Claude Monet in "Claude Monet: Impressionism's leading light," Charles F. Stuckey (1995), who worked with Frances the Art Institute of Chicago, Illinois, notes Charles Monet to be a primary figure of Impressionism, one of the primary revolutions in the history of art.

Along with Edouard Manet, Paul Cezanne, Edgar Degas, Berthe Morisot, Camille Pissarro, Pierre-Auguste Renoir, and Alfred Sisley, Monet forced art to address the frequently unacknowledged, yet commonplace, type of visual experience, the glance. The term "impression" as it defines thes primary goals the artists pursued, denotes "the sensory information registered on the retina prior to thought of any sort" (Stuckey, ¶ 2). Before the eye recognizes faraway pedestrians, Stuckey explains, it sees them as tiny black spots. In his "Water Lilies" paintings, Monet accents the flowing planes, the seemingly uniformly shaped water lily blossoms, to introduce an irregular grid structure.

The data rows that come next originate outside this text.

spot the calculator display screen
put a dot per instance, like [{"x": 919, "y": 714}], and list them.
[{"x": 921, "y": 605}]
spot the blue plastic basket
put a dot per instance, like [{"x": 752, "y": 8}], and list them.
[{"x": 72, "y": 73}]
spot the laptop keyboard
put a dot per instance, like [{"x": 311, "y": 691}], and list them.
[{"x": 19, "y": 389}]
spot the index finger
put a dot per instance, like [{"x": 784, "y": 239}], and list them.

Monet " reduced conventional pictorial composition to modulate fields of one or two tones each, creating all-green, all-blue, interlocking blue and green, and green and orange planes some 50 years before other painters equaled such daring" (Stuckey, ¶ 3).

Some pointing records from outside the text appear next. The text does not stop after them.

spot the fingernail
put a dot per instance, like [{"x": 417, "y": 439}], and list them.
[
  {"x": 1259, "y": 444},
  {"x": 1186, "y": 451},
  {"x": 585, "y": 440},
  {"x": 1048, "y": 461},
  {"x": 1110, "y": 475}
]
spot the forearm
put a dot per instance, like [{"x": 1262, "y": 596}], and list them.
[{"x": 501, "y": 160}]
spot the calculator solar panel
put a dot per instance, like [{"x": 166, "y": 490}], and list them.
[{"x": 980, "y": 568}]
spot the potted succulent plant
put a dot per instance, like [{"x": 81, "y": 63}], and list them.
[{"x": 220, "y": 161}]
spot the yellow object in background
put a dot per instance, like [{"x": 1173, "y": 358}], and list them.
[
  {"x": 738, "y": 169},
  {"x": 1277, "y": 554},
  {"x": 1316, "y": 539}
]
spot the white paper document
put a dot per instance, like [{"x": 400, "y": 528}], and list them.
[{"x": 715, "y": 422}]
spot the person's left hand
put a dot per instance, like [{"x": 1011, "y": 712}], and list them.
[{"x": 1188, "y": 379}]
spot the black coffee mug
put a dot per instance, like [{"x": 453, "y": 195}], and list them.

The planar fields and the modularly arranged water lilies proffered beginning artists two new and seemingly inexhaustible pictorial modes; taken separately or in tandem. Monet encouraged younger artists that when they went out to paint, they needed to try to forget what particular objects loomed before them, whether it were a house, a tree, a field or whatever. "Merely think here is a little square of blue, here an oblong of pink, here a streak of yellow, and paint it just as it looks to you, the exact color and shape, until it gives.....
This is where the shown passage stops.